Here’s a very small, very dull example from earlier this week about the kind of weak attachment to good that I’d like to grow and strengthen during Lent.
I was walking out of the grocery store, holding my receipt, and looking for a trash can to stick it in. However, the receipt was perforated, and as I was fumbling it about, about a two centimeter strip tore off and flew down the block on a gusty breeze.
I was already holding a heavy grocery bag (containing, among other things, an enormous jar of pickles) and I glared at the receipt, thinking grumbly thoughts about the inefficiency and outdatedness of the bag clerk handing me another physical object to have custody of and have to keep tidy. Then I turned to continue home.

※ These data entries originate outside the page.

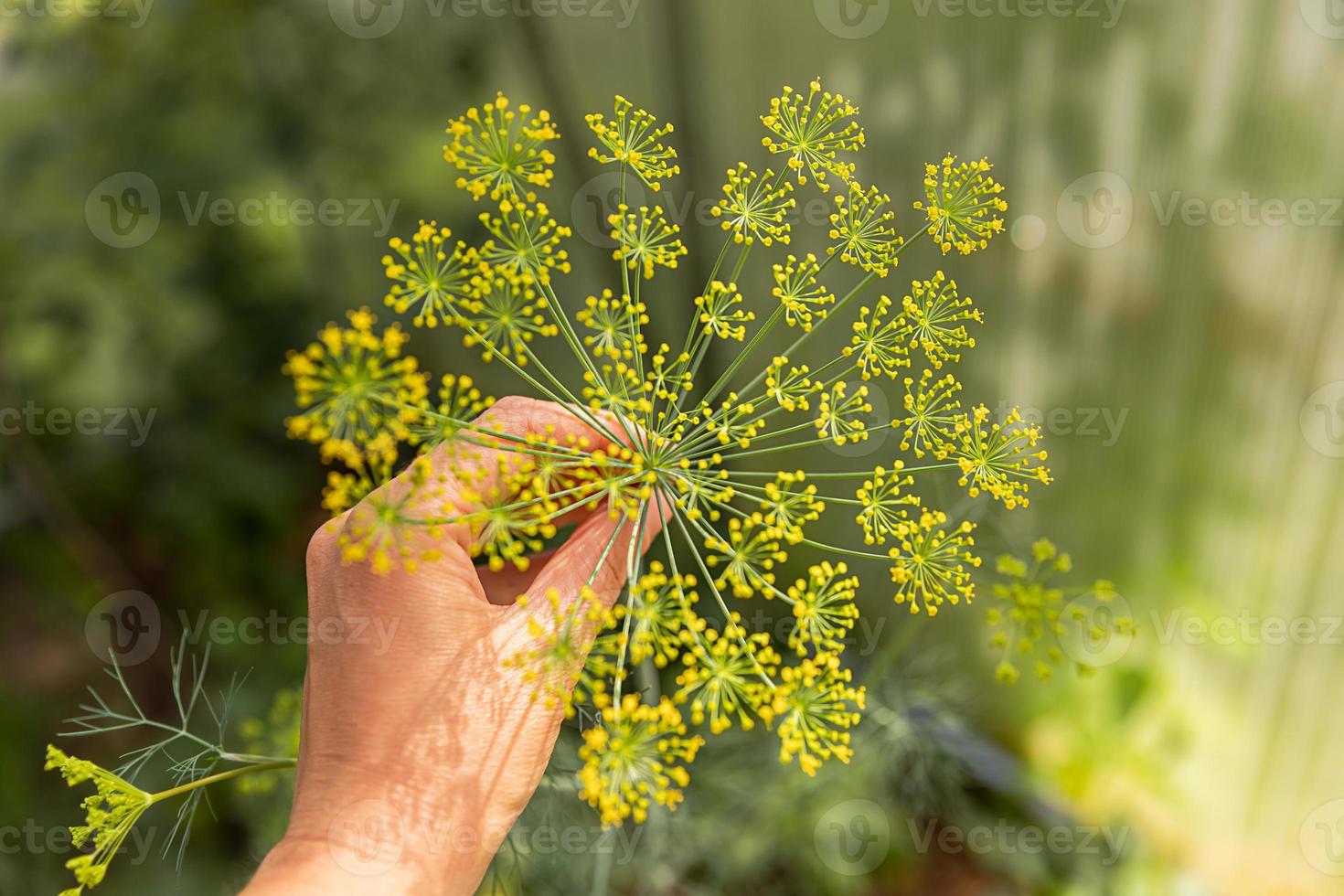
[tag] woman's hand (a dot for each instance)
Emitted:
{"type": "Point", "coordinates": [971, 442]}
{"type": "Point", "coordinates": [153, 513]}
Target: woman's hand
{"type": "Point", "coordinates": [420, 747]}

But I did think, for a moment, my peculiar blend of What would Christ do? or What would a good Kantian/cooperating agent using Timeless Decision Theory do? and stomped down the block to trap, retrieve, and dispose of the errant slip of paper.
I managed to get around to doing the decent thing, with a bit of lag time, but I can’t really say I did it in a spirit of love. And it’s not like I was doing something heroic either; the best I can say is that I did the bare minimum: performed the correct act, without the correct attitude, but with (perhaps) the hope of one day managing the right spirit.

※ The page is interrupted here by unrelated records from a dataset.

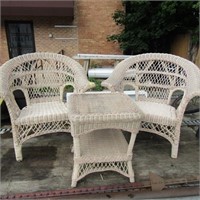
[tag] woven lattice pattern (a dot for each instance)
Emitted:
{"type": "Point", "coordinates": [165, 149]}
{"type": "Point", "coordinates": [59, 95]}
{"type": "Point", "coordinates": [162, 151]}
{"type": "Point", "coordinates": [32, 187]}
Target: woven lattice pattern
{"type": "Point", "coordinates": [87, 168]}
{"type": "Point", "coordinates": [42, 78]}
{"type": "Point", "coordinates": [159, 76]}
{"type": "Point", "coordinates": [99, 144]}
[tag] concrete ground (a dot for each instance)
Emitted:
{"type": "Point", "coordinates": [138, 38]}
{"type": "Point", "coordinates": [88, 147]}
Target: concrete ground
{"type": "Point", "coordinates": [48, 162]}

In the abstract, I can say it would be preferable to have a joyful, loving spirit in that moment. It seems like it should be possible to pick up my litter with the same disposition as the one I have when I play peekaboo with a baby on the metro. Something was disordered or somehow unhappy, and I was granted the privilege of restoring it to order and happiness. But in the moment, what I mostly feel is put upon.

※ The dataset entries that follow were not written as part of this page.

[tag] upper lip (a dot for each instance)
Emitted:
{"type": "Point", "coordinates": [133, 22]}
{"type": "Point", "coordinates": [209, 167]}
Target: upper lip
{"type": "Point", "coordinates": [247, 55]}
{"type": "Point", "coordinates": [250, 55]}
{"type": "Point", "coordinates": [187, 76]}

This kind of small-scale failure does remind me of what we’re longing for, during the slow procession to Easter: Love that comes to us, so we can finally be healed of spite and fear and participate fully in Love.
And these spontaneous stumbling blocks often do me more good than some deliberate disciplines. A new prayer rule is something I will schedule and manage, so it fits within my life, but a lapse in love can take me by surprise and force me to see the distance between myself and goodness and to want the rift to be closed.